これを聞き棄てて行くに、その並びに、これぞ雨夜の物語。品々、言葉の花を咲かし、酒汲み交はす楽しみ。しかもあばら屋にて、内も見え透きける。差し覗けば、割り松明かして、八十余歳の老人を勇め、雨も溜まらぬ板庇。漏り桶も限りあれば、亭主は菅笠かづき、破れし唐傘を、かの親仁に差しかけ、それが女房は鍋蓋かつぎ、雨を凌ぎ、欠け徳利にはした酒。肴に茄子の浅漬け、焼き味噌ならで無くて、孝行の志を汲み交はしける。

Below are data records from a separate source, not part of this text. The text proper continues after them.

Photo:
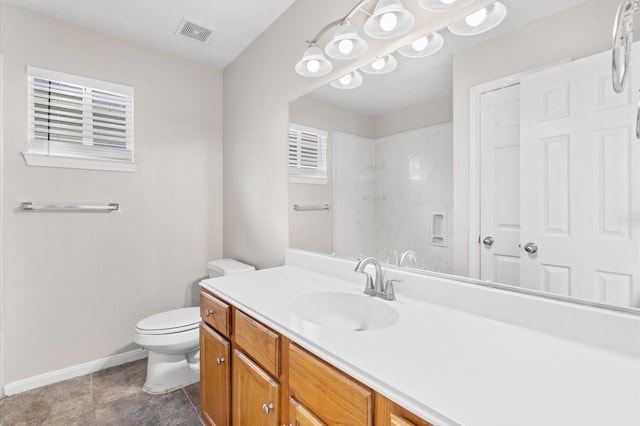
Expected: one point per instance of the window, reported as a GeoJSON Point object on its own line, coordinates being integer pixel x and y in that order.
{"type": "Point", "coordinates": [307, 155]}
{"type": "Point", "coordinates": [79, 122]}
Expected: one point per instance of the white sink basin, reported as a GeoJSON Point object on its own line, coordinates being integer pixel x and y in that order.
{"type": "Point", "coordinates": [344, 311]}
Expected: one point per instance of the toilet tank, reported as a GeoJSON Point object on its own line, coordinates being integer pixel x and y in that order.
{"type": "Point", "coordinates": [222, 267]}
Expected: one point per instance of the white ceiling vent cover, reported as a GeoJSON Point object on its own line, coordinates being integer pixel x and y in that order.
{"type": "Point", "coordinates": [194, 31]}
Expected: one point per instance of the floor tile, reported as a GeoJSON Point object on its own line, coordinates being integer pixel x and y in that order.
{"type": "Point", "coordinates": [120, 381]}
{"type": "Point", "coordinates": [69, 400]}
{"type": "Point", "coordinates": [143, 409]}
{"type": "Point", "coordinates": [193, 393]}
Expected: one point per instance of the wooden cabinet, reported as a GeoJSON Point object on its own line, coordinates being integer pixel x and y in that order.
{"type": "Point", "coordinates": [215, 377]}
{"type": "Point", "coordinates": [331, 395]}
{"type": "Point", "coordinates": [256, 340]}
{"type": "Point", "coordinates": [251, 375]}
{"type": "Point", "coordinates": [255, 395]}
{"type": "Point", "coordinates": [299, 415]}
{"type": "Point", "coordinates": [215, 313]}
{"type": "Point", "coordinates": [390, 414]}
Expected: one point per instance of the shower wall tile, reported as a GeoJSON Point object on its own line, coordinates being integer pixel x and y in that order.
{"type": "Point", "coordinates": [353, 191]}
{"type": "Point", "coordinates": [413, 181]}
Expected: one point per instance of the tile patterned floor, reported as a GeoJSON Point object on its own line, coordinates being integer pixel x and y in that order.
{"type": "Point", "coordinates": [109, 397]}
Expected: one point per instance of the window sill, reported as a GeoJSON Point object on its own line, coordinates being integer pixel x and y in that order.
{"type": "Point", "coordinates": [308, 180]}
{"type": "Point", "coordinates": [43, 160]}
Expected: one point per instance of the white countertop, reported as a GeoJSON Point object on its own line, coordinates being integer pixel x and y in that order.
{"type": "Point", "coordinates": [453, 367]}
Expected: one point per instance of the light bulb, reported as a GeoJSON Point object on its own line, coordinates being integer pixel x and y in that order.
{"type": "Point", "coordinates": [420, 44]}
{"type": "Point", "coordinates": [388, 21]}
{"type": "Point", "coordinates": [345, 46]}
{"type": "Point", "coordinates": [346, 79]}
{"type": "Point", "coordinates": [378, 64]}
{"type": "Point", "coordinates": [477, 17]}
{"type": "Point", "coordinates": [313, 65]}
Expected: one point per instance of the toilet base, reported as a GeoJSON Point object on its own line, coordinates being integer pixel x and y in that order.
{"type": "Point", "coordinates": [166, 373]}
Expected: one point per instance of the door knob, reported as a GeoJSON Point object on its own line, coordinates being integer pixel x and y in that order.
{"type": "Point", "coordinates": [488, 241]}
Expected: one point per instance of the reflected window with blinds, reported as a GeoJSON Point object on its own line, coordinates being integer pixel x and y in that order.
{"type": "Point", "coordinates": [79, 122]}
{"type": "Point", "coordinates": [307, 154]}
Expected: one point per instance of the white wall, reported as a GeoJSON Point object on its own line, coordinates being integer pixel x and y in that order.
{"type": "Point", "coordinates": [425, 114]}
{"type": "Point", "coordinates": [574, 33]}
{"type": "Point", "coordinates": [76, 284]}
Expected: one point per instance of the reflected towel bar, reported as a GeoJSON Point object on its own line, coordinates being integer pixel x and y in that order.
{"type": "Point", "coordinates": [69, 207]}
{"type": "Point", "coordinates": [300, 208]}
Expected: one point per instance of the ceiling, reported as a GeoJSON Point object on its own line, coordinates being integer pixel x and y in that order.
{"type": "Point", "coordinates": [417, 80]}
{"type": "Point", "coordinates": [154, 22]}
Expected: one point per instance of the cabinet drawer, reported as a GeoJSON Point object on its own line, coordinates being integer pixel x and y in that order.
{"type": "Point", "coordinates": [260, 343]}
{"type": "Point", "coordinates": [331, 395]}
{"type": "Point", "coordinates": [215, 377]}
{"type": "Point", "coordinates": [215, 312]}
{"type": "Point", "coordinates": [256, 396]}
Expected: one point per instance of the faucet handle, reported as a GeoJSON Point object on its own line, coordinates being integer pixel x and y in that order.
{"type": "Point", "coordinates": [389, 293]}
{"type": "Point", "coordinates": [369, 288]}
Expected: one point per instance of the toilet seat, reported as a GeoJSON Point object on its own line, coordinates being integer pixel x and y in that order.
{"type": "Point", "coordinates": [175, 321]}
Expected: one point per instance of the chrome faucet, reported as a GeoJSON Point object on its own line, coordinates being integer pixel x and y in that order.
{"type": "Point", "coordinates": [409, 254]}
{"type": "Point", "coordinates": [376, 288]}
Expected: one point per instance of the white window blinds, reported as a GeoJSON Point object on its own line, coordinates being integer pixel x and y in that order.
{"type": "Point", "coordinates": [79, 117]}
{"type": "Point", "coordinates": [307, 154]}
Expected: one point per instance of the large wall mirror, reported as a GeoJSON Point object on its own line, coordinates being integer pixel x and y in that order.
{"type": "Point", "coordinates": [503, 157]}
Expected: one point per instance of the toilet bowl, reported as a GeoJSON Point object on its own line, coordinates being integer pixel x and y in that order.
{"type": "Point", "coordinates": [172, 339]}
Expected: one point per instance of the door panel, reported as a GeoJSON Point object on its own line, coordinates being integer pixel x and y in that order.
{"type": "Point", "coordinates": [579, 171]}
{"type": "Point", "coordinates": [500, 185]}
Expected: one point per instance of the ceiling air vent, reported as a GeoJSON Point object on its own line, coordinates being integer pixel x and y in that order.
{"type": "Point", "coordinates": [195, 31]}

この親、これを満足して、「世にある人の玉の台も、我が竹簀子も、楽しみ、更に変はる事無し。汝は子なれば、恩を知る道理もあり。妻は元他人なるに、連れ添ふよしみとて、我に孝を尽くし、家貧しき渡世を構はず、年月の営み。さりとは、いつの世にこの恩は送るべし。夫婦の{*1}手業の紙子の揉み賃、骨をわづかの事に砕く。せめてはその手を助けんと思ふに、足立たざれば、是非無し。」と涙、漏る雨を争ふ。
筑前の侍、このあらましを立ち聞きして、同じ所の人心、最前の不孝者とこれ、格別の違ひあるを感じ、提灯の火を貰ひて、主人は乗り掛けより下りて、その宿に入つて、「我、久しく浪人せし内に、世を渡る種とて、様々工夫仕出して、型の如く紙細工を得たり。なかんづく、紙絹にしぼを付くる事、さのみ力をも入れずして、物の見事なる縮緬に成す秘密。矢の竹に巻き掛くる仕出し」、懇ろに伝へて通られける。
「これは。」と始めて、色品替へて見せけるに、この所の名物と成つて、諸国に広まり、次第に分限と成り、財宝不足なく、一人の親を心の儘にもてなし、かの女房も、昔の木綿、京小袖に着替へて、あまたのはした、腰元。その身は乗り物の窓より世間の移り変はれるを眺め、過ぎはひの種は尽きず、人の褒め草と成りぬ。
校訂者註
1:底本は、「恩(おん)を送(おく)るべし。夫婦(ふうふ)手業(てわざ)」。『西鶴俗つれづれ 西鶴名残の友』(1993)に従い改めた。